I made this for my father for Father's Day and never got around to posting the pictures. But with deer season coming up fast I thought I would. 

It's made with 5/4 red oak and 1/2" walnut for the scroll work. Finished with poly.


----------



## raveon (Dec 12, 2011)

That is nice! I like the design and the fact that it is like no other plaque mount I've seen before. Nice job in the scrollwork as well.

Sent from my iPhone using Wood Forum


----------



## Travico (Dec 25, 2012)

I will have to show this to my son. He mounted several skulls on cypress boards, but not with hangers or scroll work.


----------



## BigJoe16 (Feb 20, 2012)

Travico said:


> I will have to show this to my son. He mounted several skulls on cypress boards, but not with hangers or scroll work.
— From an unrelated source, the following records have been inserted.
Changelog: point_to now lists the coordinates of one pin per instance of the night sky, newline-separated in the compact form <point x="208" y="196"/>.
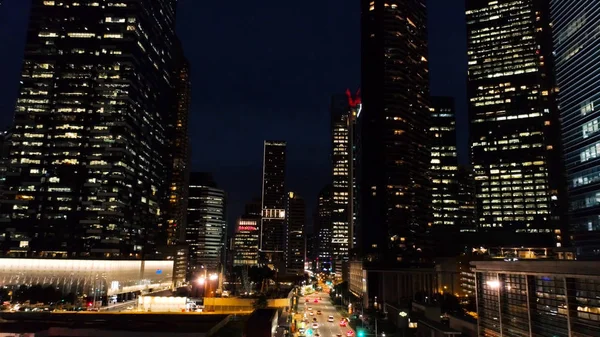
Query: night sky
<point x="266" y="70"/>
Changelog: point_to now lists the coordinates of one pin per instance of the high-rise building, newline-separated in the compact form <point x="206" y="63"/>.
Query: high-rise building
<point x="344" y="110"/>
<point x="576" y="49"/>
<point x="516" y="151"/>
<point x="394" y="213"/>
<point x="272" y="231"/>
<point x="295" y="219"/>
<point x="323" y="228"/>
<point x="444" y="163"/>
<point x="245" y="242"/>
<point x="206" y="228"/>
<point x="87" y="165"/>
<point x="178" y="169"/>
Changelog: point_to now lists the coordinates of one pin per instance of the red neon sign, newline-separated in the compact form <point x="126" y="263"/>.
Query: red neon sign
<point x="353" y="102"/>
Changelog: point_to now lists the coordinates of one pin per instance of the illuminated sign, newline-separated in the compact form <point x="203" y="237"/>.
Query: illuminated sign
<point x="273" y="213"/>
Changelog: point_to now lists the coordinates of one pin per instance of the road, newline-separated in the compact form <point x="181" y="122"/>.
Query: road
<point x="325" y="329"/>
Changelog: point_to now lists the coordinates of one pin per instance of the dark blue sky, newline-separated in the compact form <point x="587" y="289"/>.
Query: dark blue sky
<point x="266" y="70"/>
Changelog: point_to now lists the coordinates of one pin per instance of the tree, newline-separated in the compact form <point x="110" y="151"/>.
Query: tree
<point x="261" y="302"/>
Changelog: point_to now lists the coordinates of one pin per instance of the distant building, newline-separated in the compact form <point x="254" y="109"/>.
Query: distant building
<point x="272" y="231"/>
<point x="295" y="218"/>
<point x="323" y="229"/>
<point x="206" y="226"/>
<point x="245" y="242"/>
<point x="576" y="47"/>
<point x="344" y="111"/>
<point x="516" y="150"/>
<point x="538" y="298"/>
<point x="178" y="169"/>
<point x="87" y="165"/>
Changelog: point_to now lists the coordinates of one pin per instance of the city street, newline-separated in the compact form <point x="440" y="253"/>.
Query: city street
<point x="325" y="329"/>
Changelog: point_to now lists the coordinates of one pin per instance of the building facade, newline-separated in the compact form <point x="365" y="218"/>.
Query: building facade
<point x="295" y="221"/>
<point x="516" y="151"/>
<point x="323" y="228"/>
<point x="576" y="48"/>
<point x="444" y="163"/>
<point x="538" y="298"/>
<point x="206" y="229"/>
<point x="87" y="164"/>
<point x="394" y="212"/>
<point x="179" y="153"/>
<point x="245" y="241"/>
<point x="272" y="231"/>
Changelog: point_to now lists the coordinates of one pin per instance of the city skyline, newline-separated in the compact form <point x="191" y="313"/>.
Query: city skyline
<point x="260" y="118"/>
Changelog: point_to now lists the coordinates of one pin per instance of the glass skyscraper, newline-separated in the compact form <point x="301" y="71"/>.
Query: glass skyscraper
<point x="87" y="164"/>
<point x="394" y="196"/>
<point x="577" y="50"/>
<point x="515" y="143"/>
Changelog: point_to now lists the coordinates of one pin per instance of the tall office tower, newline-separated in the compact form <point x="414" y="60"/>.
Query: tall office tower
<point x="516" y="150"/>
<point x="179" y="152"/>
<point x="344" y="110"/>
<point x="576" y="51"/>
<point x="245" y="242"/>
<point x="87" y="164"/>
<point x="272" y="231"/>
<point x="324" y="228"/>
<point x="295" y="219"/>
<point x="445" y="186"/>
<point x="206" y="228"/>
<point x="466" y="201"/>
<point x="444" y="162"/>
<point x="394" y="212"/>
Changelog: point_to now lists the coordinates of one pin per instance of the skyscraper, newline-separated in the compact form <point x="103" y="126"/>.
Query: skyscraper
<point x="272" y="231"/>
<point x="245" y="242"/>
<point x="576" y="48"/>
<point x="444" y="162"/>
<point x="344" y="110"/>
<point x="179" y="152"/>
<point x="87" y="164"/>
<point x="295" y="218"/>
<point x="206" y="228"/>
<point x="394" y="200"/>
<point x="323" y="227"/>
<point x="516" y="150"/>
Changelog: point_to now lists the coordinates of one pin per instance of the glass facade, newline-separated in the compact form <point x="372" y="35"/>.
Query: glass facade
<point x="206" y="228"/>
<point x="272" y="232"/>
<point x="84" y="277"/>
<point x="516" y="150"/>
<point x="393" y="126"/>
<point x="549" y="298"/>
<point x="245" y="242"/>
<point x="577" y="50"/>
<point x="87" y="163"/>
<point x="295" y="218"/>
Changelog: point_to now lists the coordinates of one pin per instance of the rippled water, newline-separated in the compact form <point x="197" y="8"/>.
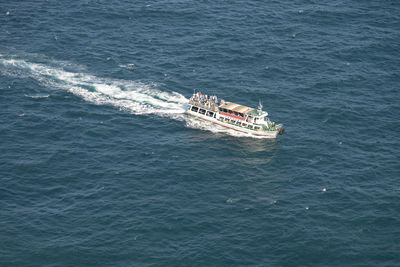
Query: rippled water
<point x="99" y="165"/>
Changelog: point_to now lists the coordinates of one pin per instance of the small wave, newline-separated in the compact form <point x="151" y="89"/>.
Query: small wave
<point x="127" y="66"/>
<point x="135" y="97"/>
<point x="37" y="96"/>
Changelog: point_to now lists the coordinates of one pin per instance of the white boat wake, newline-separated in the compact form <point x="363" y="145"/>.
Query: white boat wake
<point x="135" y="97"/>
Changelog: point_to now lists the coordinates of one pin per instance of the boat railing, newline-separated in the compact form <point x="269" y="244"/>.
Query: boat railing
<point x="206" y="104"/>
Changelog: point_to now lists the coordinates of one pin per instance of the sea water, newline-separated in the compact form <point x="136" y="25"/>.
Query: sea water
<point x="100" y="166"/>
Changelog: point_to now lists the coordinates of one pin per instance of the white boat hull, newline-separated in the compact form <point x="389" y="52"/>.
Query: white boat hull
<point x="262" y="134"/>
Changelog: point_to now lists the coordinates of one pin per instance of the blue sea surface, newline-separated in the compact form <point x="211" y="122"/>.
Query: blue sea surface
<point x="99" y="165"/>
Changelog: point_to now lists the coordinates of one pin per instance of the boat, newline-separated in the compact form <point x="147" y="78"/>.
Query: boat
<point x="253" y="122"/>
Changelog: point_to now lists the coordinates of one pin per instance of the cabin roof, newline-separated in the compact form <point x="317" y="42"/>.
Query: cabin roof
<point x="236" y="107"/>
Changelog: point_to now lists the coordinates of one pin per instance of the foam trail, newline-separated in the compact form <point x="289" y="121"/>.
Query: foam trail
<point x="136" y="97"/>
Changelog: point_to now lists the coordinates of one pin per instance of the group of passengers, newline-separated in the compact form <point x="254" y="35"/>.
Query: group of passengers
<point x="206" y="99"/>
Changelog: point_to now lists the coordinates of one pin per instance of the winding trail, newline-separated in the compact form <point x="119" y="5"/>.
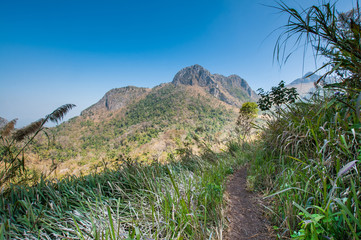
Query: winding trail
<point x="244" y="212"/>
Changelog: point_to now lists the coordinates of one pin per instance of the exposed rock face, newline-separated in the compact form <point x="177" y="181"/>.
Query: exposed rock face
<point x="116" y="99"/>
<point x="3" y="122"/>
<point x="233" y="89"/>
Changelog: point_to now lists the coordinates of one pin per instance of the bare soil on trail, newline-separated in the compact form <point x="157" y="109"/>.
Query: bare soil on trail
<point x="244" y="212"/>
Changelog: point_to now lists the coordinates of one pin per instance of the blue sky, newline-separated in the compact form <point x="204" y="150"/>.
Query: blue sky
<point x="73" y="51"/>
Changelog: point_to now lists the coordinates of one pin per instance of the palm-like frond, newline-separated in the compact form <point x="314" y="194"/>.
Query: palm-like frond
<point x="333" y="35"/>
<point x="20" y="134"/>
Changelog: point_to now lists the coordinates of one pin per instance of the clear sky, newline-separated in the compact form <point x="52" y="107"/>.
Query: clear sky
<point x="74" y="51"/>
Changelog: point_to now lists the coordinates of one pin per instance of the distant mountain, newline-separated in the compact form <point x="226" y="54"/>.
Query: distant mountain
<point x="147" y="124"/>
<point x="115" y="99"/>
<point x="233" y="89"/>
<point x="3" y="122"/>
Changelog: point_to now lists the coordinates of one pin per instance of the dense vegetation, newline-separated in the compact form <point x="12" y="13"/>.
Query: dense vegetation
<point x="178" y="200"/>
<point x="309" y="163"/>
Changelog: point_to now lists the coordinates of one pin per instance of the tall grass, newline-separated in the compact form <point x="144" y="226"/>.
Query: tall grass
<point x="179" y="200"/>
<point x="309" y="166"/>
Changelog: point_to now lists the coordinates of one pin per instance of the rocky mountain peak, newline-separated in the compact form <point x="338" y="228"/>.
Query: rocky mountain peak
<point x="194" y="75"/>
<point x="233" y="89"/>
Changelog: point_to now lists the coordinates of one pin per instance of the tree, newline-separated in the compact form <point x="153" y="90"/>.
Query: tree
<point x="13" y="144"/>
<point x="333" y="35"/>
<point x="247" y="113"/>
<point x="276" y="97"/>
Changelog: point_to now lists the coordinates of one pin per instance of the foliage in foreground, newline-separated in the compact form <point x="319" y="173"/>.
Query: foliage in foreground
<point x="310" y="164"/>
<point x="310" y="169"/>
<point x="179" y="200"/>
<point x="13" y="144"/>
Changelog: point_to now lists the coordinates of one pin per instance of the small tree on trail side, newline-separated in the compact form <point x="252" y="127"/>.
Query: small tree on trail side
<point x="247" y="114"/>
<point x="276" y="97"/>
<point x="14" y="142"/>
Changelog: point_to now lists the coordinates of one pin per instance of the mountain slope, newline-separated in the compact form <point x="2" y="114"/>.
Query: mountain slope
<point x="232" y="90"/>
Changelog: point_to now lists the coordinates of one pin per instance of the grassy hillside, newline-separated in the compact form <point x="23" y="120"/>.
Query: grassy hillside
<point x="178" y="200"/>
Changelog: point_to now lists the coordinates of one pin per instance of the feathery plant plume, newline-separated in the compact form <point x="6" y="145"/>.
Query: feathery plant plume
<point x="331" y="34"/>
<point x="6" y="130"/>
<point x="20" y="134"/>
<point x="13" y="146"/>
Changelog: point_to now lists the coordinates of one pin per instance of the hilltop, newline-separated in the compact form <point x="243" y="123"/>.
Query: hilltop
<point x="149" y="124"/>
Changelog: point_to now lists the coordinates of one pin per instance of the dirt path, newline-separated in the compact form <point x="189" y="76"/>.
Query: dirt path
<point x="246" y="220"/>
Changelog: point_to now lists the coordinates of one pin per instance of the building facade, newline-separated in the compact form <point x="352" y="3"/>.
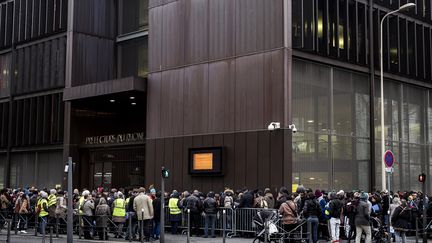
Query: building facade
<point x="125" y="87"/>
<point x="73" y="84"/>
<point x="221" y="71"/>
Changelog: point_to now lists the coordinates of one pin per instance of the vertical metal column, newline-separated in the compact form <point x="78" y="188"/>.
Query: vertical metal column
<point x="70" y="203"/>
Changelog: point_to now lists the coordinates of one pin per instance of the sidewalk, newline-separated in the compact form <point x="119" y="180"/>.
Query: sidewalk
<point x="27" y="238"/>
<point x="169" y="238"/>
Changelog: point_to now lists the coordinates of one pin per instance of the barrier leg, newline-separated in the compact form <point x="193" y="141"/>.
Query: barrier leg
<point x="57" y="225"/>
<point x="142" y="230"/>
<point x="104" y="233"/>
<point x="224" y="226"/>
<point x="51" y="231"/>
<point x="16" y="223"/>
<point x="8" y="231"/>
<point x="188" y="225"/>
<point x="36" y="225"/>
<point x="80" y="222"/>
<point x="309" y="230"/>
<point x="43" y="233"/>
<point x="130" y="228"/>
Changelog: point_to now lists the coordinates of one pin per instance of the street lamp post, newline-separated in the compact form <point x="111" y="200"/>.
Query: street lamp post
<point x="383" y="178"/>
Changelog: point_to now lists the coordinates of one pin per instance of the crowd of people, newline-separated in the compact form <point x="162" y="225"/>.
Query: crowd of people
<point x="331" y="214"/>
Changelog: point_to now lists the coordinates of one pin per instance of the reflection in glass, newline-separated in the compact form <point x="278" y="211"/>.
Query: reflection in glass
<point x="134" y="15"/>
<point x="327" y="151"/>
<point x="133" y="58"/>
Have any pictures? I like seeing the different mounts.


----------



## chopnhack (Dec 16, 2007)

That is really awesome! I like the fact that if you have more guests with coats, there's always the antlers (just kidding) :laughing::thumbsup:


----------



## Travico (Dec 25, 2012)

BigJoe16, I do have some pictures, and I think they are on Facebook. I will get them and post them or I will take some with my camera. It may be a while, but I will get them.


----------



## BigJoe16 (Feb 20, 2012)

Travico said:


> BigJoe16, I do have some pictures, and I think they are on Facebook. I will get them and post them or I will take some with my camera. It may be a while, but I will get them.


I'd appricate it! 
Google search pictures are only so good.


----------



## Travico (Dec 25, 2012)

Here are some pics of the deer and squirrel mounts at my sons house. I made the deer mounts and he did the squirrel. Some of the pics are a little blurry.


----------



## Travico (Dec 25, 2012)

And more


----------



## MagGeorge (Jul 5, 2012)

That's the prettiest and functional mount I have seen. The awesome scroll work is a great accent. Love the hooks. Great job!


----------